Some researchers and companies, such as 3D Matter, have developed a rigorous process to compare the mechanical properties of different types of filaments. To test geometrical accuracy and visual quality of the filament, 3D models like 3DBenchy allow users to observe the aesthetic quality of the print. Even 3D printing manufacturers like Ultimaker have come provide sample files like the “Ultimaker Robot” with their 3D printers.
To help consolidate and optimize the vast range of filament tests, 3D printing filament expert Ian Hiscocks wrote his own brief guide on the most critical testing methods, entitled “Building a Robot Army”.
In this study, Hiscocks provides a comprehensive and compact methodology to test and enhance the visual quality of different 3D printing materials. Here’s a quick look at his filament testing procedure.
To start, Hiscocks first uses the “Ultimaker Robot”, a 26 x 15 x 25mm model that takes just about 50 minutes to print. A simple starting point, this Robot model has various features that includes angled overhangs, bridging, some fine details such as the ears and antenna. For those without an Ultimaker 3D printer, you can download a number of versions of this testing model on youmagine.com. In Hiscocks case, with a number of different filaments at his disposal, he soon had an entire army of robots, the best of which he kept for a reference model.
“Repeating the same tests for the next filament, and the next,” Hascock writes. “Testing different colours and makes, finding the ideal settings for each, temperatures, speed, and flow. All using either the original at 100um layers, or at 200um for flexible filaments, or one with a large brim for ABS testing.”
To find the ideal print temperature, Hiscocks employs the “Quick Temperature Filament Test” by Arjan.
This is a test piece that reduces the temperature every 10mm by 5°C, while each file tests a temperature range of 20°C. “I have a range of files for this spanning the temperature ranges from 170°C to 270°C for various materials, and checking out the finished print you can select the ideal temperature to a few degrees to print with,” Hiscocks explains.
The next test he runs is on the flow rate, which at the moment is a “Volume Flow Test” designed for the Ultimaker 2 by Arther.
“This is a test piece that prints at a static temperature increasing feed rates starting at 3mm3/s up to 10mm3/s and from this you can get a feel for how it will print as the speed increases and if you may need to increase the temperature,” said Hiscocks. At the moment, Hiscocks is working to design a simple set of stepped test pieces that will allow him to test the print speeds and flow rates that will keep an even speed.
Ian Hiscocks also utilizes the 3DBenchy torture test model, as well as the “Treefrog” by Morena Protti, which isn’t designed to be a torture test piece, but still manages to push visual boundaries of your 3D printer.
“3DBenchy is another great all round torture test piece,” Hiscocks said. “Testing the overhangs, bridging and fine details with the added benefit of being able to take measurements and compare them against the standard model dimensions, which also can measure shrinkage.”

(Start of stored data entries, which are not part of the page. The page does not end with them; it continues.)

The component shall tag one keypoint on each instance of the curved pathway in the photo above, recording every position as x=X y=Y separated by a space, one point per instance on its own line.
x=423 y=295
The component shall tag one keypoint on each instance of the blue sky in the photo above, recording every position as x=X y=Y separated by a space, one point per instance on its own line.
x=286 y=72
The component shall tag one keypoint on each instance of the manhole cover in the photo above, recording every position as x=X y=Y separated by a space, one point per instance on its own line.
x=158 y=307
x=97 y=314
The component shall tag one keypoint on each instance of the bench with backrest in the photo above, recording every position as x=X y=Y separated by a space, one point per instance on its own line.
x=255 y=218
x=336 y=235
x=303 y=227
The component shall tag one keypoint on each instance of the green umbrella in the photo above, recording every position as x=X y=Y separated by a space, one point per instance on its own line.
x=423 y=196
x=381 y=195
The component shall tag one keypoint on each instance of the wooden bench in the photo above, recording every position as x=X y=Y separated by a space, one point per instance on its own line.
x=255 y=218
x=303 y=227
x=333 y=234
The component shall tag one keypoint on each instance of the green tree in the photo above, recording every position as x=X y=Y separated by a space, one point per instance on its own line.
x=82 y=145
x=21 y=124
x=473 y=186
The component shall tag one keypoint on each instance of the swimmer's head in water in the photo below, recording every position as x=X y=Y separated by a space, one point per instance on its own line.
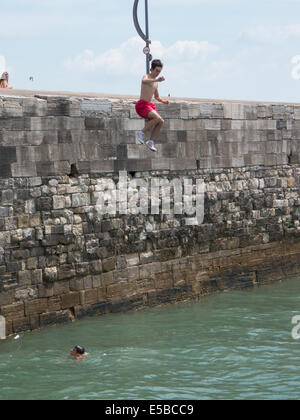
x=77 y=350
x=80 y=350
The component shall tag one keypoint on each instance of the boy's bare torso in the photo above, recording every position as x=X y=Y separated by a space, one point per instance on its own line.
x=148 y=89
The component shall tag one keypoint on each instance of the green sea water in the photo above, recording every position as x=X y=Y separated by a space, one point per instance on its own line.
x=235 y=345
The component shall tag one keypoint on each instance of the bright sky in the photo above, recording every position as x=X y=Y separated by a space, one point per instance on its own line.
x=221 y=49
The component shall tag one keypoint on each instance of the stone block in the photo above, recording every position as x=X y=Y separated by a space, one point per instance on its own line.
x=37 y=306
x=70 y=300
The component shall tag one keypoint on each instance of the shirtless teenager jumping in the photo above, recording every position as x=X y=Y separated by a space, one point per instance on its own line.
x=146 y=109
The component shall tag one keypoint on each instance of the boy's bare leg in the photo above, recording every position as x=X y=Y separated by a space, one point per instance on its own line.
x=155 y=123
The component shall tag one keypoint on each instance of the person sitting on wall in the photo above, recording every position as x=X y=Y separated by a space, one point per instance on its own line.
x=4 y=81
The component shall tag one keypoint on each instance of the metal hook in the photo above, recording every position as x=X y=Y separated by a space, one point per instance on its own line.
x=145 y=36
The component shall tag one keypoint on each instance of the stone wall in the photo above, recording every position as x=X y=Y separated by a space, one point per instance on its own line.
x=60 y=259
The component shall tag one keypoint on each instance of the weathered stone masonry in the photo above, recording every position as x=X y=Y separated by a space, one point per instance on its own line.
x=60 y=260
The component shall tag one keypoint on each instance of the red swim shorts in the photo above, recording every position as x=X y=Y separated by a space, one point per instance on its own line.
x=143 y=108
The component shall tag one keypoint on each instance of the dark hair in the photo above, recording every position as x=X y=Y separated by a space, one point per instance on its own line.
x=79 y=349
x=156 y=63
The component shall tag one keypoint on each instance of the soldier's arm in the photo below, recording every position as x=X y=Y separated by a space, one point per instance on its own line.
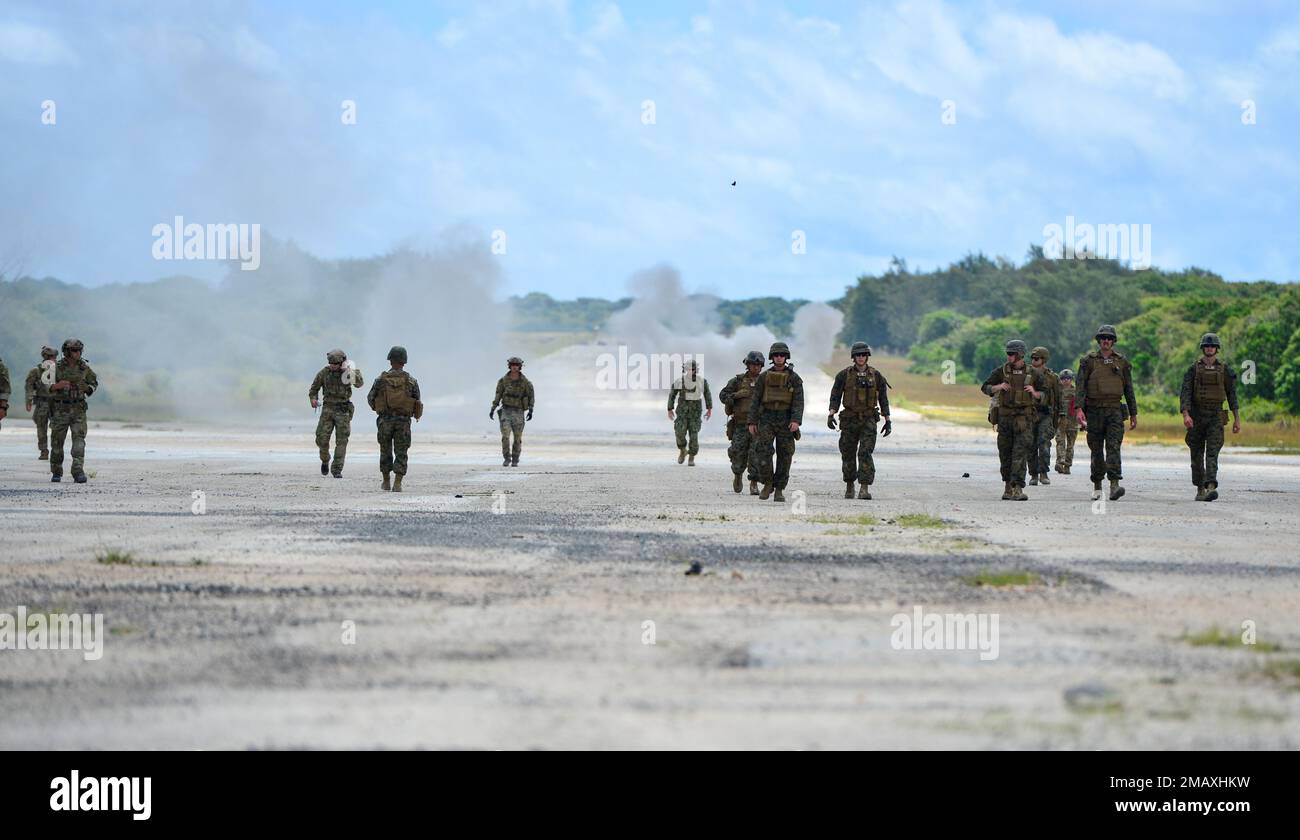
x=837 y=392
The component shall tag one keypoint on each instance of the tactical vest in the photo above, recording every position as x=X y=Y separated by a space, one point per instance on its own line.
x=1015 y=399
x=1209 y=389
x=515 y=393
x=394 y=394
x=1105 y=381
x=741 y=399
x=778 y=390
x=859 y=390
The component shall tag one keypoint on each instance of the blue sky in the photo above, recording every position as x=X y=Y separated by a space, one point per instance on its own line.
x=528 y=118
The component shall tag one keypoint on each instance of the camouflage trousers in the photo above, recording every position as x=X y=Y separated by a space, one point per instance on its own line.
x=1105 y=437
x=40 y=416
x=337 y=420
x=1014 y=445
x=741 y=451
x=1205 y=440
x=394 y=442
x=65 y=418
x=1067 y=429
x=1044 y=431
x=511 y=423
x=857 y=444
x=687 y=425
x=774 y=432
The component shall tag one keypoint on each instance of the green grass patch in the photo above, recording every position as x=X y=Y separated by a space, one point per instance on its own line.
x=1012 y=577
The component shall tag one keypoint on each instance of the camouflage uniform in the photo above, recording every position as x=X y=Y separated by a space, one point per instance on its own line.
x=394 y=425
x=515 y=398
x=1017 y=411
x=38 y=394
x=684 y=398
x=1205 y=386
x=1067 y=427
x=1103 y=382
x=336 y=414
x=68 y=414
x=776 y=403
x=859 y=392
x=736 y=397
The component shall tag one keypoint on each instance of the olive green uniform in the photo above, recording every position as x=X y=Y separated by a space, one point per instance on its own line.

The ‘Treefrog’ is a neat 3D model with overhang slopes on the belly and legs, retractions between the legs and body, while the slope of the back shows off layering quality. The model also has some fine detail, and on a high quality print you will be able to see the definition of the nostrils. Using special filaments like Glow, Thermo- or UV- reactive are kept by Hiscocks so he can test their reactions.
Hiscocks has performed an abundance of these tests, the outcome of which has gone to a good humanitarian cause. The majority of his test pieces are given away to children and people with interest in 3D printing. He also keeps a Ultimaker Robot of each material and color for his archive, as each model is the ideal size to keep in storage. Hiscocks currently utilizes an enhanced Ultimaker 2, and has created a number of robots in different scales and with different nozzle sizes.